From Zero to Sixty — Changing Your Legal Holds Process and Practices
Daniel Kulakofsky, Managing Counsel, Director of Electronic Discovery, Travelers
Good legal holds practices are a pre-requisite for improvements in retention practices and data management efficiency. This session will highlight how to define a new process, galvanize a large or distributed legal team to change old habits, gain management and staff support, and roll out a new program.

When to Start and When to Stop Legal Holds
Cathy Muir, Counsel, Hunton & Williams; former Senior Corporate Counsel, Sprint Nextel
Jim Mitchell, Managing Director, Huron Consulting Group
Two of the most pernicious issues in preservation are what triggers a legal hold and how to release holds. This panel will discuss what constitutes a legal trigger, how to document the decision making and disposition best practices for the holds and collected data.

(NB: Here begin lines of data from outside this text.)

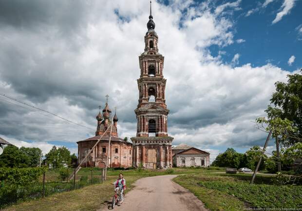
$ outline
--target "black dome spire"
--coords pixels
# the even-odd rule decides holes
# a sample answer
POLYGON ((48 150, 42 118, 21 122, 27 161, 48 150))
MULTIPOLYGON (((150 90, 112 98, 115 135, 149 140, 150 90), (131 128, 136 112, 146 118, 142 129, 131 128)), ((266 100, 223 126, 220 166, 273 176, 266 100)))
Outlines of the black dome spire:
POLYGON ((148 30, 154 29, 155 28, 155 24, 153 21, 153 16, 152 16, 151 3, 152 2, 150 1, 150 15, 149 16, 149 21, 147 23, 147 27, 148 28, 148 30))

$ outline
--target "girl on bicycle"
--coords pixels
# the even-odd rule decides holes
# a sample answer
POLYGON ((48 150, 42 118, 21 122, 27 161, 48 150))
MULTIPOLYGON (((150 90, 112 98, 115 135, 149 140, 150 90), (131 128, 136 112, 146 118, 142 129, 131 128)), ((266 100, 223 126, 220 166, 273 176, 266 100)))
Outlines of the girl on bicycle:
POLYGON ((114 185, 114 191, 119 190, 121 199, 123 199, 123 192, 126 190, 126 180, 124 179, 124 175, 122 173, 118 174, 118 178, 116 181, 113 183, 114 185))

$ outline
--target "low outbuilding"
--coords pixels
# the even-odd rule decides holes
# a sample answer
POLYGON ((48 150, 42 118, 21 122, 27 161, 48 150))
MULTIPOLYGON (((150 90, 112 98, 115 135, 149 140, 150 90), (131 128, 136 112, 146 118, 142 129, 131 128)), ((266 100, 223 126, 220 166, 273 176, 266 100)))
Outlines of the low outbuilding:
POLYGON ((172 148, 173 166, 203 166, 210 165, 210 153, 195 147, 181 144, 172 148))

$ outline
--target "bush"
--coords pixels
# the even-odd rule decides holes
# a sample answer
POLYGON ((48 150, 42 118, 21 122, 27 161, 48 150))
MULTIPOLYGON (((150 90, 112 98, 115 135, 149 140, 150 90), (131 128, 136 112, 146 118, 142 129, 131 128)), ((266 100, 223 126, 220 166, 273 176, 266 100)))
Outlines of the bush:
POLYGON ((88 176, 82 176, 80 179, 80 182, 87 182, 87 181, 88 181, 88 176))
POLYGON ((68 169, 67 168, 60 168, 59 169, 59 179, 62 181, 65 180, 69 176, 68 169))
POLYGON ((166 171, 168 173, 170 173, 170 174, 174 173, 174 169, 173 169, 171 168, 169 168, 169 169, 167 169, 167 170, 166 170, 166 171))

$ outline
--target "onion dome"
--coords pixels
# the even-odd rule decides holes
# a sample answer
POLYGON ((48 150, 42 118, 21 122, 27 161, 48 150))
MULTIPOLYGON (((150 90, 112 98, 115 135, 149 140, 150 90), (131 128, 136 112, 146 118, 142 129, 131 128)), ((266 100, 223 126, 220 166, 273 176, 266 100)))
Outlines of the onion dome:
POLYGON ((148 30, 153 30, 155 28, 155 24, 153 21, 153 16, 152 16, 152 8, 151 8, 151 1, 150 1, 150 15, 149 16, 149 21, 147 23, 147 27, 148 30))
POLYGON ((113 122, 117 122, 117 121, 118 121, 118 118, 117 118, 116 113, 115 113, 115 114, 114 114, 114 116, 113 116, 113 122))
POLYGON ((101 114, 101 112, 99 112, 98 115, 96 116, 96 120, 97 121, 101 121, 103 119, 103 116, 102 116, 102 115, 101 114))
POLYGON ((105 111, 105 113, 103 114, 104 115, 104 118, 108 119, 109 118, 110 115, 109 115, 109 113, 107 112, 107 111, 105 111))
POLYGON ((103 109, 103 112, 105 112, 107 111, 110 113, 111 113, 111 110, 109 108, 109 106, 108 106, 108 103, 106 102, 106 105, 105 106, 105 108, 103 109))

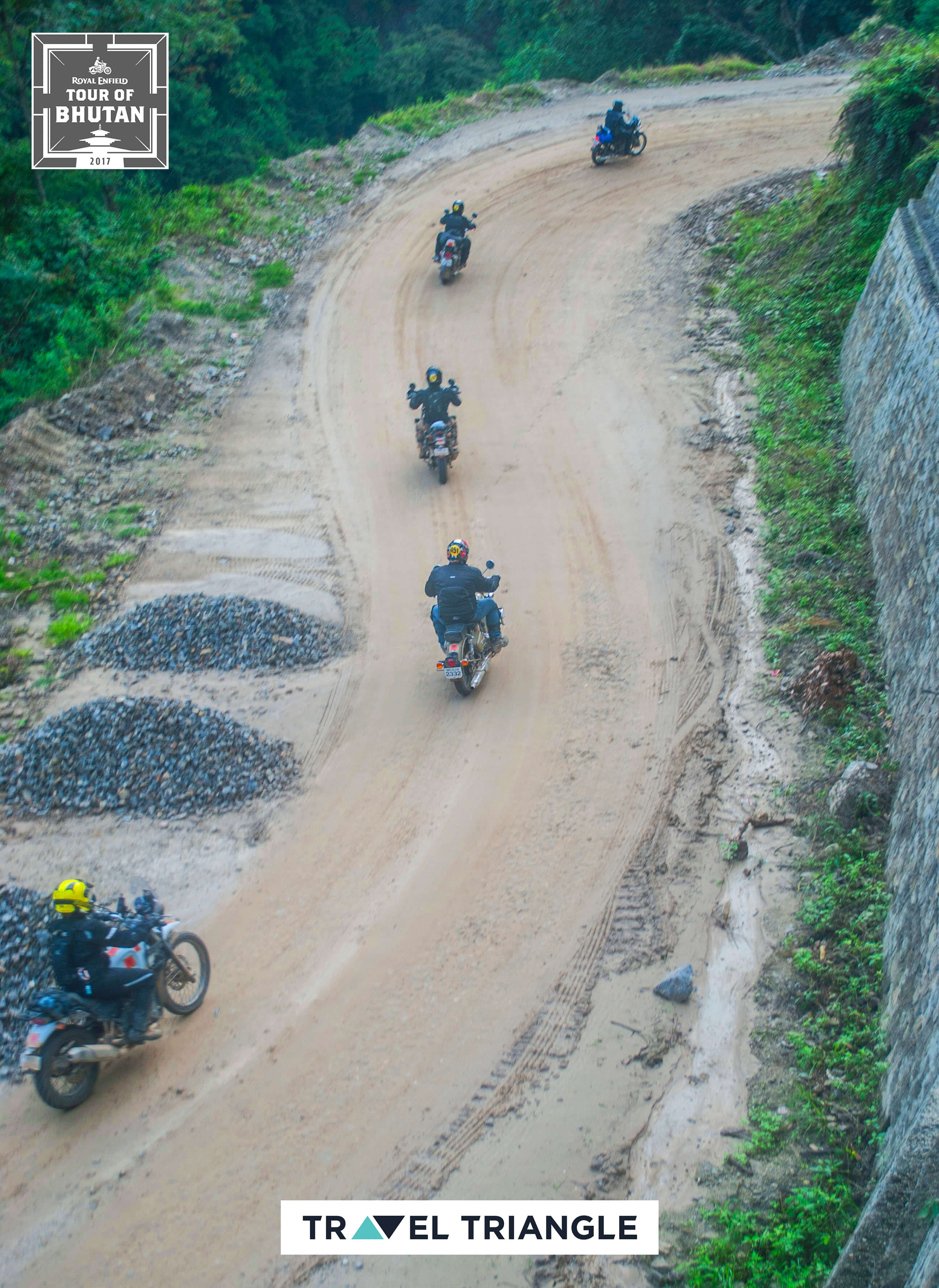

Coordinating Legal and IT, Legal Holds and Routine Disposal
Alexandra Buck, Senior Counsel and Director, eDiscovery and Records Management, Abbott Laboratories
A strong partnership and robust process across Legal and IT is critical to preserve and collect relevant information and to dispose of expired data. The high volume of information and its distribution can make IT the Achilles Heel. This public working session will establish best practices and discuss how to build strong partnerships and strong processes that link Legal and IT and enable better legal governance of information.
Stop Holding Everything
Thomas M. Lahiff Jr., Director, PricewaterhouseCoopers; former Assistant General Counsel, Citigroup
Using 100% retention as a legal holds solution is perhaps the most expensive approach to preservation; as the data builds up, it may not mitigate as much risk as expected and it significantly increases operating and discovery costs. Very often, litigation executives disregard retention schedules in favor of holding everything because they worry about spoliation or doubt the integrity of the retention schedule itself. Legally-based retention schedules combined with a good legal holds process are possible and can be used to effectively defend against claims of spoliation. This session will look at the processes to develop legally-sound retention and preservation programs for the best offense and best defense.